There are many reasons Polk County, Fla., residents and elected officials should be proud.
For one, the National Civil League dubbed it an All-American County for its grassroots community programs. And for another, people like working there. A recent survey of county employees indicates that 89% (and 90% of public works employees) are well satisfied with their jobs, and their employer.
Department of the Year judges recommended that the county's public works department and fleet management division be honored for their overall achievements, they were most impressed by a $40 million, 3.4-mile road-widening project. Even though construction began while public works was cleaning up the debris from three hurricanes, the project was completed on time and within budget.
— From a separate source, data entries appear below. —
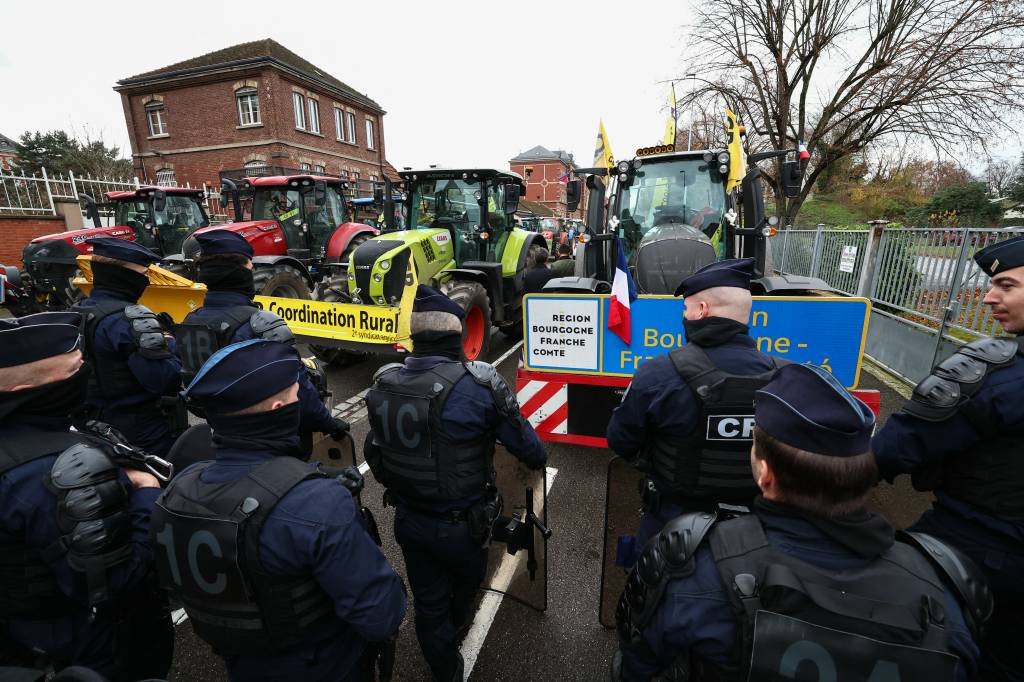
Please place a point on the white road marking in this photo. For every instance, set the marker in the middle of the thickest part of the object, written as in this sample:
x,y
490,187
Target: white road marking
x,y
492,601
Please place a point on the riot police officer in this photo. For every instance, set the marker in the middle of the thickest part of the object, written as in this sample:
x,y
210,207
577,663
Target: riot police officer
x,y
962,435
686,418
228,315
74,541
132,355
433,422
269,555
810,580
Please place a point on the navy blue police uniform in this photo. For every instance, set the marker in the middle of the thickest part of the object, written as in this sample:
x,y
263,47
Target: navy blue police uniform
x,y
268,554
686,418
133,358
228,315
727,595
962,435
436,409
75,551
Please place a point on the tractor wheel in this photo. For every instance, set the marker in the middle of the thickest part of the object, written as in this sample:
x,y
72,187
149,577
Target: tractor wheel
x,y
335,290
476,327
352,246
282,281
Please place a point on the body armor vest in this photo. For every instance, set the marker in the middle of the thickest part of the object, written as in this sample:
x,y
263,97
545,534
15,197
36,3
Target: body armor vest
x,y
206,540
989,474
92,515
419,461
713,463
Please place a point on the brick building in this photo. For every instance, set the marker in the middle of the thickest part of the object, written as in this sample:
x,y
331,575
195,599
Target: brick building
x,y
257,107
543,171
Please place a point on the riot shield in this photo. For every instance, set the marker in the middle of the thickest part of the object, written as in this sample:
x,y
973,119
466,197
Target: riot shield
x,y
622,519
517,560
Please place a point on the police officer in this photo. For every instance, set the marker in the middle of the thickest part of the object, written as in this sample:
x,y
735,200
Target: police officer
x,y
686,419
810,581
433,425
228,315
75,551
132,356
962,435
269,555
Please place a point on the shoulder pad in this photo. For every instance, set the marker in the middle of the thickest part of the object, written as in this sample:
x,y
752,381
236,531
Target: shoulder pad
x,y
81,465
270,327
138,311
958,571
386,369
667,556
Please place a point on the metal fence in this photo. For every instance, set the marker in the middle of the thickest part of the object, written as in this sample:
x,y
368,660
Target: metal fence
x,y
927,292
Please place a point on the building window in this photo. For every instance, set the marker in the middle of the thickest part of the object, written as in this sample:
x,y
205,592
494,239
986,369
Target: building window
x,y
255,168
248,107
350,120
155,114
165,177
299,104
313,116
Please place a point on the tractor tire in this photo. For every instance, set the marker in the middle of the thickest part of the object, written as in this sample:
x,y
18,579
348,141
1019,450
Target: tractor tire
x,y
282,281
352,246
335,290
476,327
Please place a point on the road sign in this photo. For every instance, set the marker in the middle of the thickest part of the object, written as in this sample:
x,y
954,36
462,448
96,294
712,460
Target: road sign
x,y
568,334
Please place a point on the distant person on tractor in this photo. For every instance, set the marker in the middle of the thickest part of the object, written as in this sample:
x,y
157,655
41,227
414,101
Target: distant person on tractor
x,y
228,315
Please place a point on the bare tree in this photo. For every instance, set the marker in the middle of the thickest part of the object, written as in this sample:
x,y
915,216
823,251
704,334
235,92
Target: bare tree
x,y
843,74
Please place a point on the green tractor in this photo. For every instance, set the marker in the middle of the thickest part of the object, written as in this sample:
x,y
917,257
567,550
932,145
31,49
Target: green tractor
x,y
461,239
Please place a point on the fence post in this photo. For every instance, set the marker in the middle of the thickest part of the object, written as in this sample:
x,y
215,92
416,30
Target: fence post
x,y
871,255
816,253
49,194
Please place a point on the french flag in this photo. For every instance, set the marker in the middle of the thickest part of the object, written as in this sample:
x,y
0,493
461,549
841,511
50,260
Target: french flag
x,y
624,292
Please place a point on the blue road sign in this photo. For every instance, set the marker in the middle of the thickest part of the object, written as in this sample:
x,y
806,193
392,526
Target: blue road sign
x,y
569,333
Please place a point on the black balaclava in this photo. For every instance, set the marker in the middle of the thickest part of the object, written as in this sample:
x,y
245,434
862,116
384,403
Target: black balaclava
x,y
59,398
128,284
228,275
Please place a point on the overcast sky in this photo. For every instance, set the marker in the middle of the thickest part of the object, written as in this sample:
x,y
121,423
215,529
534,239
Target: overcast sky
x,y
462,82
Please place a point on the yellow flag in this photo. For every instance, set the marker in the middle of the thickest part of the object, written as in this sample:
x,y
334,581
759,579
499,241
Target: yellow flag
x,y
670,125
602,151
737,157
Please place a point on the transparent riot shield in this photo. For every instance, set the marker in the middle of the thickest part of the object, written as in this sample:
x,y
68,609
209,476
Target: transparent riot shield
x,y
517,562
622,519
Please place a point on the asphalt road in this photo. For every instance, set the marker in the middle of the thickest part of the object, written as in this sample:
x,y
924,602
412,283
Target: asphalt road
x,y
566,642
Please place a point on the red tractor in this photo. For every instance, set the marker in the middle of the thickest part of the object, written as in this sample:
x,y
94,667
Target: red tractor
x,y
158,217
299,229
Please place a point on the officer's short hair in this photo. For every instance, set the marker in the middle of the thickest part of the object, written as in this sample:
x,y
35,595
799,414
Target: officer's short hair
x,y
818,483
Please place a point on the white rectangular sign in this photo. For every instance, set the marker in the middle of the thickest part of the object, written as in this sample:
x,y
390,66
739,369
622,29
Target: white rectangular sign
x,y
563,333
847,259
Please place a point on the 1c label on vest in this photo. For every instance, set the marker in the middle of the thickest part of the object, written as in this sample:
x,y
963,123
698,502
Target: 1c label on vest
x,y
730,427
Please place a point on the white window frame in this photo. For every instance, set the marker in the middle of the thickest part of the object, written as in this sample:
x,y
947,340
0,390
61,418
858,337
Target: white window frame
x,y
155,114
248,104
313,116
299,108
350,125
370,134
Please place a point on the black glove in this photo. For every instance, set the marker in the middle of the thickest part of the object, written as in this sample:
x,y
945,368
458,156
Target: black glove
x,y
340,429
352,479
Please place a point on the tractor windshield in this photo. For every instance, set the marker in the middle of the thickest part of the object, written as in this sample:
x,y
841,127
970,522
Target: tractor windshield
x,y
680,190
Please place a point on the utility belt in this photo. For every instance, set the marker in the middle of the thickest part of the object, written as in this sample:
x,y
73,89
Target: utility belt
x,y
479,517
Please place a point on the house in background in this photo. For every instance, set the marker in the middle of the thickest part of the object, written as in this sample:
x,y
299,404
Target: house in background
x,y
254,109
8,153
545,173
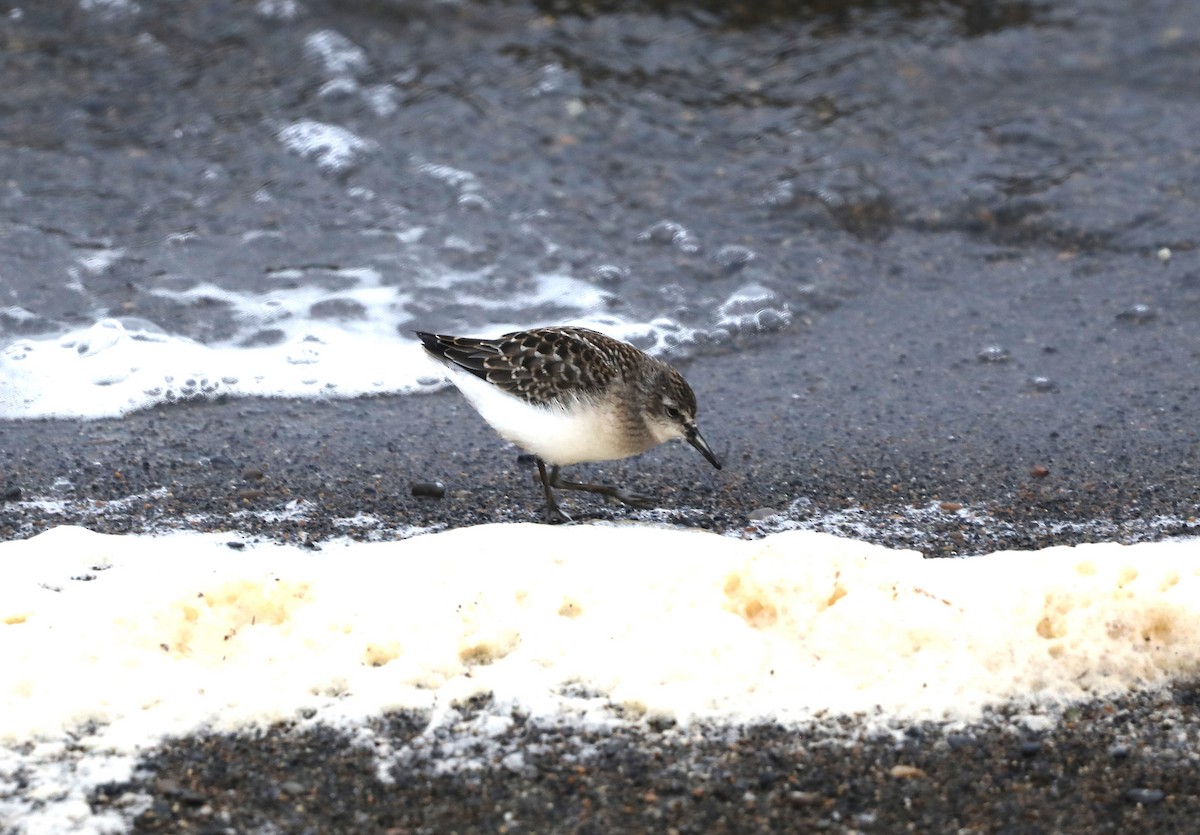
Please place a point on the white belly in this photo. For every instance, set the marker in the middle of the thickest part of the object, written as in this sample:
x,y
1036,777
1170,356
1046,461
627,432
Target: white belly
x,y
555,434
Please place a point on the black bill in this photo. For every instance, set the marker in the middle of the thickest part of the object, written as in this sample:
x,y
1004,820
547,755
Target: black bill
x,y
702,445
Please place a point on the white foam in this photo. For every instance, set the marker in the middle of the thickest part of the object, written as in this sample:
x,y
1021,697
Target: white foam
x,y
109,643
331,146
119,366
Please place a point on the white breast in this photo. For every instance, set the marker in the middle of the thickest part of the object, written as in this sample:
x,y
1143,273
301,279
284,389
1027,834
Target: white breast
x,y
587,431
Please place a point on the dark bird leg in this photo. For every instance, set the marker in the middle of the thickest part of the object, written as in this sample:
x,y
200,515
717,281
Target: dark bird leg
x,y
623,496
553,514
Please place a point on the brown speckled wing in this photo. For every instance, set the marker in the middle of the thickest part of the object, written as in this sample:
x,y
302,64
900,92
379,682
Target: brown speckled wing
x,y
541,365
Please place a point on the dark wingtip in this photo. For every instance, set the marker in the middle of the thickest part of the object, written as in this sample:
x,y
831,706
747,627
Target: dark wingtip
x,y
432,343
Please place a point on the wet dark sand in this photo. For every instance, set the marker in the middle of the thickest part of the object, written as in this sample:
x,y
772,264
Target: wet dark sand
x,y
797,418
935,188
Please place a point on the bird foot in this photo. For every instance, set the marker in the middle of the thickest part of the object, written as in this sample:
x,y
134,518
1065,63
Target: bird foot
x,y
553,515
628,497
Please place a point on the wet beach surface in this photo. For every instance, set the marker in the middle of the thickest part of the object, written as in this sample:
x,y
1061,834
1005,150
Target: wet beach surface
x,y
971,230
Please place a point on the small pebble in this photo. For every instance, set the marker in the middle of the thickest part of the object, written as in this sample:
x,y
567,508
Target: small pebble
x,y
994,354
1145,796
429,490
1138,314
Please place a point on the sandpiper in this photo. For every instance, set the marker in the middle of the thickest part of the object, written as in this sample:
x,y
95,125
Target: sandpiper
x,y
570,395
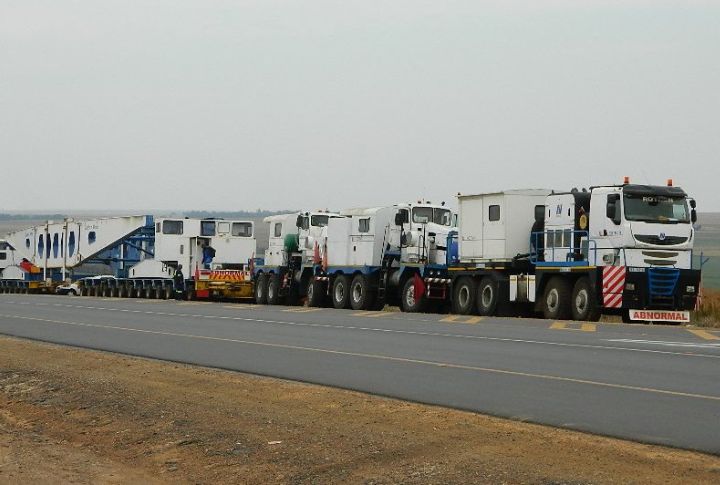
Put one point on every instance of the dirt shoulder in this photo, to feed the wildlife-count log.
(72, 415)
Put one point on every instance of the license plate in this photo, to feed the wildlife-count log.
(660, 316)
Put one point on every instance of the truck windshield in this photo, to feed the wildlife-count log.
(655, 208)
(423, 215)
(319, 221)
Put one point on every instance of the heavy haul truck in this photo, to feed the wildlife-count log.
(193, 258)
(358, 258)
(623, 249)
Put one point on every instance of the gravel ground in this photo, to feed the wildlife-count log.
(78, 416)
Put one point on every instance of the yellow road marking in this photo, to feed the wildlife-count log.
(584, 327)
(461, 319)
(389, 358)
(703, 334)
(369, 314)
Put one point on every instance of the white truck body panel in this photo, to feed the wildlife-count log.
(180, 241)
(497, 226)
(358, 239)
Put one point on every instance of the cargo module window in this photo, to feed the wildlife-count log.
(319, 221)
(172, 227)
(656, 208)
(424, 215)
(207, 228)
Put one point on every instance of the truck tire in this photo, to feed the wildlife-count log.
(408, 302)
(556, 299)
(488, 296)
(463, 295)
(584, 301)
(273, 293)
(360, 293)
(341, 292)
(261, 289)
(316, 293)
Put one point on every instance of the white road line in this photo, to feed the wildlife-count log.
(382, 357)
(665, 343)
(386, 330)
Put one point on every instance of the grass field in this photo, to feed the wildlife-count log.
(707, 242)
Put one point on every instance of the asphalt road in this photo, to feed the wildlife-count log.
(653, 384)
Today, County Road 540A boasts additional lanes, a bridge, shoulder pavement, bike lanes, and sidewalks, all built to accommodate increased traffic spurred by commercial and residential growth. It was funded by bonds, gas taxes, transportation impact fees, and a state grant.
To ensure a teamwork-based atmosphere, the participants held a preconstruction meeting conducted by a professional facilitator. Attendees included the construction contractor, county project management personnel, utility providers, construction engineering inspectors, and design engineers.
The meeting was providential, because the resources of every expert involved would be called upon to resolve issues no one had foreseen.
First were the slime pits: a byproduct of phosphate mining.
The ultra-soft clay of the ponds is not conducive to building a bridge, but that's exactly what the county did by driving 147 18-inch-square, 55-foot-long concrete piles for axial and lateral capacity. The bridge abuts a major railroad line and construction was prohibited from interrupting train schedules. This required considerable communication between the county, contractor, and railroad company.
Next came dealing with the project's impact on wildlife.
The county had to obtain a federal permit to relocate protected habitat for gopher tortoises, which entailed installing permanent fencing to prevent the reptiles from becoming road kill. It also entailed frequent consultations with the Nature Conservatory, homeowner associations, businesses, and property owners along the road frontage.